K-Nereast Neighbours

Lab 3

Author

Jay Paul Morgan

In this lab, we’re going to create a K-Nearest Neighbour (KNN) classifier. This lab is optional, and will not be marked.

Download the Data

In creating the KNN, we’ll use another toy dataset, the wine quality dataset https://archive.ics.uci.edu/dataset/186/wine+quality. Specifically, the red wine.

To get access to the dataset, click on the download button. Inside the now downloaded folder, there will be two CSV files, one for red wine, and another for white wine. For this lab, we’ll be using the red wine dataset.

Load the Data

The next task is to load the data in Python. For this section, we’ll want to write some code to load the red wine CSV file as a pandas dataframe.

Split the data

Now that we’ve loaded the data as a pandas dataframe, we’ll partition the data off into a train and test subset.

Randomly sample 70% of the data for training, and the other 30% will be used for testing.

Normalise the data

To ensure all of the columns are within the same range, we’ll normalise them (except from the score column of course!).

We can normalise a column \(x\) by the following equation:

\[ \text{normalise}(x) = \frac{x - \min_x}{\max_x - \min_x} \]

Therefore, we’ll need to calculate the \(\min\) and \(\max\) values of each column in the training subset, then apply the normalising function, using these values.

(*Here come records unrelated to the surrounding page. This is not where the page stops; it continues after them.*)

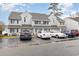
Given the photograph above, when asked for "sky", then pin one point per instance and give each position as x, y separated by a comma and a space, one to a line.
7, 8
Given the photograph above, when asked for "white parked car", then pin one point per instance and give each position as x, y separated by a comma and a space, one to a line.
44, 35
58, 34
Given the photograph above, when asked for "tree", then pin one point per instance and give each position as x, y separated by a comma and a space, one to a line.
2, 26
56, 11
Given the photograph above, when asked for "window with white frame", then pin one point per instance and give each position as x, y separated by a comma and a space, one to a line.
45, 22
37, 22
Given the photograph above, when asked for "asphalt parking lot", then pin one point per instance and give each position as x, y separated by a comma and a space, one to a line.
14, 42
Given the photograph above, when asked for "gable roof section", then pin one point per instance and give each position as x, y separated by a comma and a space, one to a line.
15, 15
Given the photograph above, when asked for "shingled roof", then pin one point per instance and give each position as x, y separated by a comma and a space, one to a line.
16, 15
75, 18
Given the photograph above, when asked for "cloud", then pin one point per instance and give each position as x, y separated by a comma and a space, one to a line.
67, 9
12, 6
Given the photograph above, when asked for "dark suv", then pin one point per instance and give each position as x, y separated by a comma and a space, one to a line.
25, 35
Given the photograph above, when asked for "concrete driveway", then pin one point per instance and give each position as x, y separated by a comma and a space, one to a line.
64, 48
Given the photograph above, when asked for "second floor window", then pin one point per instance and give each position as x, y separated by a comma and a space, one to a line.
45, 22
12, 21
61, 23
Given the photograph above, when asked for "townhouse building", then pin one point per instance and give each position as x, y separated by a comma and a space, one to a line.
34, 22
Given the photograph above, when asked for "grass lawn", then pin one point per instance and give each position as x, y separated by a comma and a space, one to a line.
8, 36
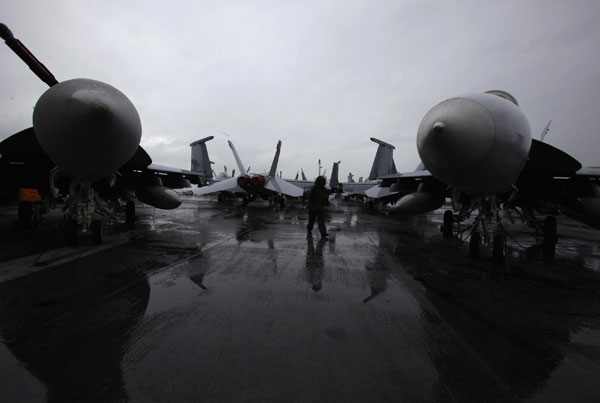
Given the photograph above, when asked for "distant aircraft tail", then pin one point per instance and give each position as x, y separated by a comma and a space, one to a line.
383, 164
237, 159
200, 161
334, 181
273, 170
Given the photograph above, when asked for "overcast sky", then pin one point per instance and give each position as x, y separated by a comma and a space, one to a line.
322, 76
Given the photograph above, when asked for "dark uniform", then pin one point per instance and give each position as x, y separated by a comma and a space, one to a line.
317, 201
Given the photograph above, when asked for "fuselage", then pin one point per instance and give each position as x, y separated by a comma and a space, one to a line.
476, 143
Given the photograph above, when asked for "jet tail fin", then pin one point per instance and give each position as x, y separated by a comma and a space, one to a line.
237, 158
545, 131
383, 164
273, 170
335, 181
200, 161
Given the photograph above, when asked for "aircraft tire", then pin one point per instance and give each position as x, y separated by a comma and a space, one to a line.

Looking at the correlations

Using the training subset, we’ll want to find out which columns to use in our classifier.

We’ll visually inspect the correlations between the input columns and the target score column.

Create a series of 2D scatter plots with an input column across the \(x\)-axis, and the target score column across the \(y\)-axis.

Which of these columns show a strong relationship between the input and target columns?

Create a K-Nearest Neighbour

Create a KNN classifier and \(k=3\), using some of the input colums (the best ones as decided by the correlation plots).

Create Classification performance metrics

Create a series of classification metrics for the new KNN classifier:

  1. \(F_1\) score (averaged over all classes)
  2. Plot a confusion matrix.

Plot performance metrics for different \(k\)

Using the KNN classifier, modify the \(k\) value from 1 to \(N\) and plot the \(F_1\) score for each value of \(k\). What is the optimal value for \(k\)?